Alma desdobrada, capítulos 275, 276, 277, 278, 279, 280, 281, 282 e 283.

275.

          não expliquei ainda o que é, para mim, a penúltima loucura.

          a penúltima loucura é a loucura que permite ainda um retorno. se não mais se conseguir sair da loucura, eis a última loucura.

          é pensar num livro e escrevê-lo. é sonhar uma casa e fazê-la. é fazer aquilo a que os homens chamam loucura, e, uma vez conseguido, verificar que nada se alterou na minha vida, a não ser a plenitude de uma nova conquista.

          é ser zaratustra, sem acabar nietzsche.

          é ser hamlet, sem delirar.

          é ser ivan karamázof, sem ver o diabo.

          é ser quixote, sem confundir moinhos com gigantes.

 

276.

          quieto, jeremias. calma! não é ainda a hora de chorar. você não é louco, apenas um impotente, senhor de sua dor.

 

277.

          perco o sono e começo a delirar.

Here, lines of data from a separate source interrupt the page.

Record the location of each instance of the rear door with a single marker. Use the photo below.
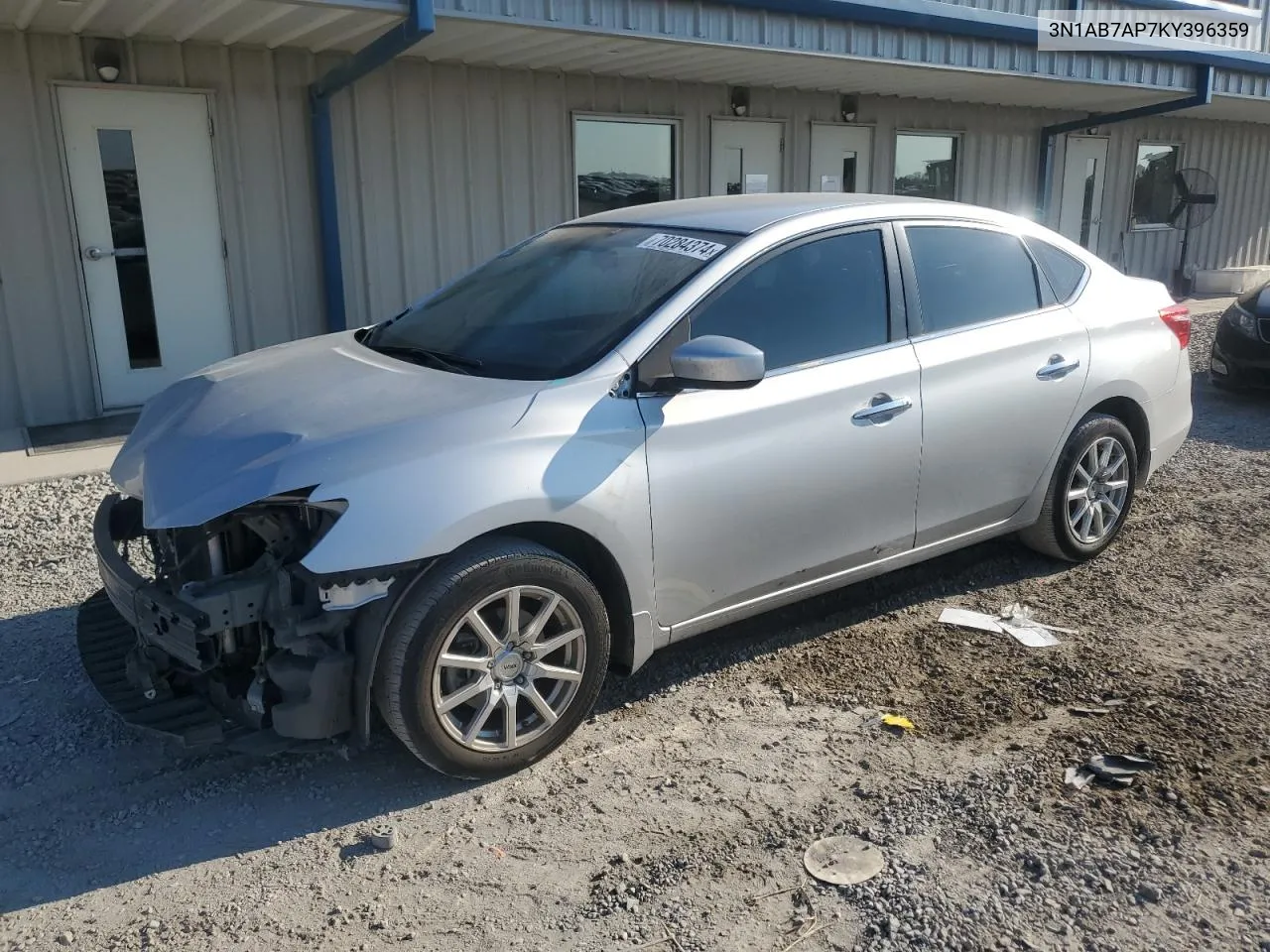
(1002, 366)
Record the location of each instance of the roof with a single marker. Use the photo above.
(744, 214)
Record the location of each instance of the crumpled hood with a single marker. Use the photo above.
(299, 416)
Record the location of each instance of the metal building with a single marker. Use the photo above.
(187, 179)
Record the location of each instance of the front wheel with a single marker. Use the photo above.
(1091, 493)
(493, 658)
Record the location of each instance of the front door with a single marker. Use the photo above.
(746, 157)
(841, 158)
(144, 191)
(1080, 204)
(813, 471)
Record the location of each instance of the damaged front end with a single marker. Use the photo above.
(217, 633)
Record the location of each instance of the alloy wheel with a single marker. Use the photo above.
(509, 667)
(1097, 490)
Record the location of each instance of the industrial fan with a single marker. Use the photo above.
(1197, 202)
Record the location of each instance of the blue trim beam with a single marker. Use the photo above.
(1203, 95)
(420, 23)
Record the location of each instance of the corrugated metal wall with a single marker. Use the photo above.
(1236, 154)
(263, 169)
(1257, 37)
(443, 169)
(443, 166)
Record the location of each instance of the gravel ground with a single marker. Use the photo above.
(677, 817)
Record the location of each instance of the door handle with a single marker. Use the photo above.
(1057, 368)
(95, 254)
(881, 408)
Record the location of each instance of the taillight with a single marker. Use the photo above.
(1178, 317)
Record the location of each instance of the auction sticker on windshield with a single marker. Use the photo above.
(680, 245)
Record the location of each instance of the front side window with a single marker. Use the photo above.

          estas palavras foram escritas no meu texto chamado os dez dias que não me abalaram em nada.

          e eu resolvo ressuscitá-las. copio tudo e incluo na sequência disto que se parece com um livro. sobre isto, se livro ou não, não tenho certeza.

          perco o sono e começo a delirar. fiz, durante o dia, um convite para sair com um estranho jovem que encontrei no terminal do ônibus. estranho porque pálido, olhar perdido, palavras tropeçantes. ele se disse doente e não quis me acompanhar.

          e, no meu delírio, eu imagino o que poderia ter acontecido, se ele não tivesse recusado o convite. ele entraria no carro e eu tentaria uma conversa toda cheia de perguntas. tocá-lo-ia nas coxas, muito discretamente. dependendo da reação, os toques seriam mais invasivos. e eu perguntaria quer ir na minha casa, e diria que depois o levaria de volta, e que nada seria feito, caso ele não se sentisse à vontade. estas pequenas mentiras que organizam encontros e delimitam destinos.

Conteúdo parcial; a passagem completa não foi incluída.